In this section we perform a hypothesis test for the means of two populations. We assume that the standard deviations of the two populations are equal but unknown. If, however, we knew \(\sigma\) and the difference of the sample means (\(\bar x_1 - \bar x_2\)), the test statistic could be written as follows:

\[z = \frac{(\bar x_1 - \bar x_2)-(\mu_1-\mu_2)}{\sigma \sqrt{\frac{1}{n_1} + \frac{1}{n_2}}} \]

However, in almost all real life applications we do not know \(\sigma\). Thus, we estimate it beforehand. The best way to do that is to consider the sample variances, \(s^2_1\) and \(s^2_2\), as two estimates for \(\sigma^2\). By pooling the two sample variances and weighting them according to the sample size, the estimate for \(\sigma^2\) is given by

\[s_p^2 = \frac{(n_1-1)s_1^2 + (n_2-1)s_2^2 }{n_1+n_2-2}\text{,} \]

and by taking the square root we get

\[s_p = \sqrt{\frac{(n_1-1)s_1^2 + (n_2-1)s_2^2 }{n_1+n_2-2}}\text{.} \]

The quantity \(s_p\) is called the
**pooled sample standard deviation**,
where the subscript \(p\) stands for
**pooled**.

The replacement of \(\sigma\) in the equation above with its estimate \(s_p\) results in

\[t = \frac{(\bar x_1 - \bar x_2)-(\mu_1-\mu_2)}{s_p \sqrt{\frac{1}{n_1} + \frac{1}{n_2}}} \]

The denominator of the equation, \(s_p \sqrt{\frac{1}{n_1} + \frac{1}{n_2}}\), is the estimator of the standard deviation of \(\bar x_1 - \bar x_2\), which can be written as

\[s_{\bar x_1 - \bar x_2} = s_p \sqrt{\frac{1}{n_1} + \frac{1}{n_2}}\]

Please note, that the equation for the test statistic \(t\) has a *t*-distribution. The
degrees of freedom \((df)\) are given
by

\[df = n_1+n_2-2\]

The \(100(1-\alpha)\) % confidence interval for \(\mu_1 - \mu_2\) is given by

\[(\bar x_1 - \bar x_2) \pm t \times s_p
\sqrt{\frac{1}{n_1}+\frac{1}{n_2}}\text{,}\] where the value of
\(t\) is obtained from the
*t*-distribution for the given confidence level and \(n_1+n_2-2\) degrees of freedom.

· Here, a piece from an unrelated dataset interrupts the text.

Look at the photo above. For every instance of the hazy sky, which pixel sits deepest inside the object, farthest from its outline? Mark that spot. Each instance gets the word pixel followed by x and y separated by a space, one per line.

The R machinery allows us to conduct a **pooled
t-test** by extending the

`t.test()`

function, which we already applied for a one-mean `var.equal = TRUE`

to the function
call.In order to practice the pooled *t*-test we load the
*students* data set. You may download the
`students.csv`

file here
or import the data set directly into R:

`students <- read.csv("https://userpage.fu-berlin.de/soga/data/raw-data/students.csv")`

The *students* data set consists of 8239 rows, each of them
representing a particular student, and 16 columns, each of them
corresponding to a variable/feature related to that particular student.
These self-explaining variables are: *stud.id, name, gender, age,
height, weight, religion, nc.score, semester, major, minor, score1,
score2, online.tutorial, graduated, salary*.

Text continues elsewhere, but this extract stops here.